Horizon’s Transitional Assistant Professor, Georgiana Nica-Avram has co-authored a paper ‘Privacy-preserving & machine-learned catchment models for national dietary surveillance via digital footprint data’ which was submitted to the 2022 IEEE International Conference on Big Data.

Abstract

Big data from food retail stores is increasingly being used for population dietary surveillance, epidemiological studies of diet-related diseases, and evaluations of public health interventions. However, for retail data to be useful it is necessary to understand the spatio-temporal variation of when and where food is purchased and consumed. While some customers willingly share home location data with retailers as part of loyalty programs such data is typically too fine-grained/sensitive to be applied for research purposes.

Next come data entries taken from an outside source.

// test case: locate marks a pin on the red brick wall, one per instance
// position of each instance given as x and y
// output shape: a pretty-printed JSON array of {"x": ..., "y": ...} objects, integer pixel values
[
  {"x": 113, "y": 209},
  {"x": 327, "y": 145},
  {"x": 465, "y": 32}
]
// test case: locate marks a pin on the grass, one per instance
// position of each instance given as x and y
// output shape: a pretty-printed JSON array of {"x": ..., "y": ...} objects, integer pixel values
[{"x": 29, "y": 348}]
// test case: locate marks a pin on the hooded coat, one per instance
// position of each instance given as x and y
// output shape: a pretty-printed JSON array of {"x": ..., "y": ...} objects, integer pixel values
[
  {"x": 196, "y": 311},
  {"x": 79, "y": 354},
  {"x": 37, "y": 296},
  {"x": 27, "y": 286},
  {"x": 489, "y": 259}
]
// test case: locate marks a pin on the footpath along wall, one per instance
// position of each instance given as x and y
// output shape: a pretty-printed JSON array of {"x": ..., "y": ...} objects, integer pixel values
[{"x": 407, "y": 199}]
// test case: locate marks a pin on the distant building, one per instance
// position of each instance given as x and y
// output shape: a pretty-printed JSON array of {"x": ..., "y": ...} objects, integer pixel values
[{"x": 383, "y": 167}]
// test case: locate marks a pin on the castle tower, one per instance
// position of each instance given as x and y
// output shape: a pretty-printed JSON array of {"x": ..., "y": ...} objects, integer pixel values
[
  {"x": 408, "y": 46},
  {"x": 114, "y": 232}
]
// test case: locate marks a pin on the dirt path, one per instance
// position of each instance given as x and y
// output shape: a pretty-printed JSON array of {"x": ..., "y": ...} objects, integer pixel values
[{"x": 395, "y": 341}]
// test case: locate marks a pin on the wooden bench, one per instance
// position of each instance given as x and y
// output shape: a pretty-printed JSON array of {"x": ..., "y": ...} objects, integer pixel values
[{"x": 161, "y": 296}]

The aim of this study was to analyse differences between privacy-preserving models and actual retail catchments, and investigate if machine learning techniques could improve the accuracy of such catchment models. Based on a UK-wide sample of 4 million grocery store loyalty card holders, covering 485 million transactions over 29 months (2019-2021) and distributed across 33,000 neighbourhoods (Lower Super Output Areas, or LSOA), the study demonstrates how models trained on geolocated data perform at predicting, per store, catchment areas which contain 50, 80, and 95% of its customers’ primary location. Through comparative assessment of machine learning approaches, we find better performance from tree-based models (RF, XGB) with the best performance from an XGB model achieving an R2 of 0.72 and MAE of 1.06. To conclude, we review variable importance measures using SHAP values and discuss the relative merits of including specific features when modeling catchment areas. © 2022 IEEE.